I am no expert on these things at all, but Leonard is, so it is worth
seeking his comments on whatever way we decide to handle this. I
have struggled with this whole problem on Win32 about 6 months
back, and I have observed then that the discrepancies between the
layout and screen metrics cannot be explained as the result of
rounding errors, the differences are way to big and vary from glyph
to glyph -- they can only be reasonably explained as the result of
seriously non-linear scaling of the glyphs widths according to a non-
linear algorithm which is built into the font.
> I was only speaking, as you point out, of the metrics extracted from the
> font at 12 points (ie, the real physical size) at high resolution,
> scaled down to the resolution of the screen.
OK, I misunderstood that. That's what I have been on about.
> > The real answer to our problem is _not_ to request fonts at
> > incorrect physical sizes as we do at moment. Instead of scaling
> > the physical font size from say 12 to 240 points (72 -> 1440 dpi)

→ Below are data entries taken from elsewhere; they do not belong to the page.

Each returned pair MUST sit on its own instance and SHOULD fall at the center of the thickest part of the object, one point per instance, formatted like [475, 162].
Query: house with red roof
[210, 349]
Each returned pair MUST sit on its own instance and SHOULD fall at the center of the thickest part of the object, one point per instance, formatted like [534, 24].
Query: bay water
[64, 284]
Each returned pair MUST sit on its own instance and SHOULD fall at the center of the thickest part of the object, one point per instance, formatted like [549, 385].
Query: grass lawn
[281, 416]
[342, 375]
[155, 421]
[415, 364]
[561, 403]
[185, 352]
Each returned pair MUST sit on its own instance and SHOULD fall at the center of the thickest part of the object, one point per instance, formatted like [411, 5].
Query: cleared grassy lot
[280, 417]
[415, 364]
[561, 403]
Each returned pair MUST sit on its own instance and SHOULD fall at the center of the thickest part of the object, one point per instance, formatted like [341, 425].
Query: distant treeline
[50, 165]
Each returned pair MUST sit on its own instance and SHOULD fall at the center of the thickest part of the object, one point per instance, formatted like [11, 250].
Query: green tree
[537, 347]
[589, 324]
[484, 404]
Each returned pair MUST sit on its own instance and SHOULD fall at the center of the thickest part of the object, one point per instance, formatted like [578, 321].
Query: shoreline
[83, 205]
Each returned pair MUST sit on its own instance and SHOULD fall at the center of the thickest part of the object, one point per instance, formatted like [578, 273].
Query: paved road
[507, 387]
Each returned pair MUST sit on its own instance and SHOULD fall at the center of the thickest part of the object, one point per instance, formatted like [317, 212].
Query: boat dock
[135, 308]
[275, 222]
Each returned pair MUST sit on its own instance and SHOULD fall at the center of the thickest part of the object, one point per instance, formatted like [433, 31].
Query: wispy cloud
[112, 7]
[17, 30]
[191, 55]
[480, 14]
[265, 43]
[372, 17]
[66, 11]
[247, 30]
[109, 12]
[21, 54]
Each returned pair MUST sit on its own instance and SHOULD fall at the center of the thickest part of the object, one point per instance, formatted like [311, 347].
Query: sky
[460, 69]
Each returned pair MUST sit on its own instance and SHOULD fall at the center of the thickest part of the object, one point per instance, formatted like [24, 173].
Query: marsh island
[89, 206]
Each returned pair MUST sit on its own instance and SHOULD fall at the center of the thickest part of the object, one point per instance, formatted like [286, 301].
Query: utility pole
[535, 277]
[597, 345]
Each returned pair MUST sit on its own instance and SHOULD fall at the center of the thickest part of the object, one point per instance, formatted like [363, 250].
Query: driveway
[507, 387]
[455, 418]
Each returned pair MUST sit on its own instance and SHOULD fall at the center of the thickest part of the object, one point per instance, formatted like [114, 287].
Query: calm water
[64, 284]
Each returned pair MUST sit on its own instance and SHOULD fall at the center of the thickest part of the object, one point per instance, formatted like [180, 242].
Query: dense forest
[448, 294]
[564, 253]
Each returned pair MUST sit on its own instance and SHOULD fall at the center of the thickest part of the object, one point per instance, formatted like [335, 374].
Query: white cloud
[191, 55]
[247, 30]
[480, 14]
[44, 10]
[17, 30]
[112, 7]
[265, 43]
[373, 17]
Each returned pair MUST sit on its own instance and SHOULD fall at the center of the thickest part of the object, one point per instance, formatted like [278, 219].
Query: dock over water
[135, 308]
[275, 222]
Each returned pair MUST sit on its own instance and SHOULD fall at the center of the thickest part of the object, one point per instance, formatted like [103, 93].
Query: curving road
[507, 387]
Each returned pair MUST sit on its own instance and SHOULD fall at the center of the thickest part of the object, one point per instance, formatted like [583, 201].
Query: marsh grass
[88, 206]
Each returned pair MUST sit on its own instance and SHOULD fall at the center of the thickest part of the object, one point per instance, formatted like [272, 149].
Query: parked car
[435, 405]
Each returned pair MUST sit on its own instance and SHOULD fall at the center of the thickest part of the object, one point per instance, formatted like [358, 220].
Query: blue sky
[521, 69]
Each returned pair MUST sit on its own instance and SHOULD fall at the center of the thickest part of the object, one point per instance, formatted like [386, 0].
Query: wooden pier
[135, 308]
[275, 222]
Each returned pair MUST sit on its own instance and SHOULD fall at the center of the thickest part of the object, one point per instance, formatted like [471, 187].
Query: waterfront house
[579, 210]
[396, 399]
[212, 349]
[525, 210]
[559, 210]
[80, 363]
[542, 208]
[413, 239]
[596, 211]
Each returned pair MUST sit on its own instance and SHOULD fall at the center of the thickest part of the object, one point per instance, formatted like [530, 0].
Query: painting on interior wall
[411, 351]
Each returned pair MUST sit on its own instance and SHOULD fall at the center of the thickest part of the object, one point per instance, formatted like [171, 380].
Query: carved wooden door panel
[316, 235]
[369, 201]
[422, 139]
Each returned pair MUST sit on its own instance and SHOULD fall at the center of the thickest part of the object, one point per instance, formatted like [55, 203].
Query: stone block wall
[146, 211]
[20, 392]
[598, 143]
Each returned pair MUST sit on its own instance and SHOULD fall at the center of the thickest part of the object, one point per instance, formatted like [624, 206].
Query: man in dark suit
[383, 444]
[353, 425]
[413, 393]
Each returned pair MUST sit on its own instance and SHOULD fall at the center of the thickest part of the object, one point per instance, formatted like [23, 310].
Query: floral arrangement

> > we have to request a font of 12 points but tell the rasterizer to apply
> > a transform of 1 point to 20 device uints. With FreeType this is
> > done by call to FT_Set_Transform(). I think if we do this then we
> > will not need to advance by characters to fix this
>
> I don't understand that. Why that will help us to draw each character
> at the right position?
I can only speak for the win32 situation, but there the regular calls
to the drawing API draw the characters at the right position as the
font author intended. The problems we are having are of our own
making, caused by the fact that we use incorrect metric to do
_our_ layout calculations. So if we stop doing that, the screen
output will correspond to what we assume it will be. The basic
problem we have is the assumption that 240pt at 72 dpi will give us
glyph shape identicall to 12pt at 1440 dpi; it does not. The removal
of this assumption has to be the first step in fixing the problem.
When we do this, only then it makes sense to talk about more
precise ways of doing the layout, if the results are still not to our
liking, but I suspect that they precission should be entirely
adequate.
I also think that we have to explicitely request the metrics from the
rasterizer for 12pt at 72 dpi and for 12pt at 1440 dpi. I do not think
that requesting just the metrics for 12pt at 1400 dpi and then
scaling it ourselves down 20 times is a good idea; if we let the
rasterizer to do the scaling, we will have a guarantee that the
rounding errors that will affect the drawing will be the same as the
rounding errors in our metrics. If we scale it ourselves, we could
(will?) again end up with incorrect metrics.
> > (which I am pretty
> > certain would result in in a very poor drawing performance).
>
> ??? Why? The layout code will not draw each character individually,
> but drawChars will draw the whole string taking in account high-res
> metrics. And drawChars will draw the whole string in a single operation
> (as now).
My appologies, I must have misunderstood what Martin and you
were talking about -- I thought you meant to draw each character
individually by a separate call to the system API.